I have CM7 on my phone and I want to go to ICS. Do I need to go back to stock first? Also in your opinion what is the best ICS rom out there now? Any advice or links would be greatly appreciated. Thanks in advance.

Jean


----------



## larryp1962 (Aug 31, 2011)

. http://rootzwiki.com...-back-to-stock/

Should be all the info you need


----------



## jean001 (Aug 26, 2011)

Thanks


----------



## awedel (Nov 22, 2011)

You might have to try a few ICS ROMs to find the right one for you. Maybe start here:

http://rootzwiki.com/topic/21239-ics-rom-comparison-chart/


----------



## deliquified (Dec 11, 2011)

jean001 said:


> I have CM7 on my phone and I want to go to ICS. Do I need to go back to stock first? Also in your opinion what is the best ICS rom out there now? Any advice or links would be greatly appreciated. Thanks in advance.
> 
> Jean


IMO, AOKP build 31 (glitched build) is perfect. Buttery smooth, amazing battery life, blazing fast, constantly updated.. Couldn't ask for more.

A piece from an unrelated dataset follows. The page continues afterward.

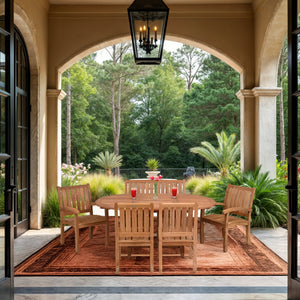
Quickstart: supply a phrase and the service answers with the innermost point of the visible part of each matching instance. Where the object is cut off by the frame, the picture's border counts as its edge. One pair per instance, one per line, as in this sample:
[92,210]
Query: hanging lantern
[148,22]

Sent from my SCH-I500 using RootzWiki


----------



## droidstyle (Oct 22, 2011)

deliquified said:


> IMO, AOKP build 31 (glitched build) is perfect. Buttery smooth, amazing battery life, blazing fast, constantly updated.. Couldn't ask for more.
> 
> Sent from my SCH-I500 using RootzWiki


Agreed!


----------



## jean001 (Aug 26, 2011)

Hi I just wanted to say "Thank you"... I did AOKP build 32 and* I love it*. It is SO much better than before. I literally spent the whole day messing with my phone trying different things. Is there a difference between build 32 and build 31? I was just trying to go with the newest one but if 31 is better please let me know.


----------



## partychick64 (Nov 5, 2011)

Not really. Probably just stability; you could also try gummy its nice. I do love the mods on AOKP I run it on my GNex and Tab 10.1 to keep them the same. I have my Mez on Gummy and its smooth as well I get pretty decent battery life 12hrs.

Sent from my Galaxy Nexus using RootzWiki


----------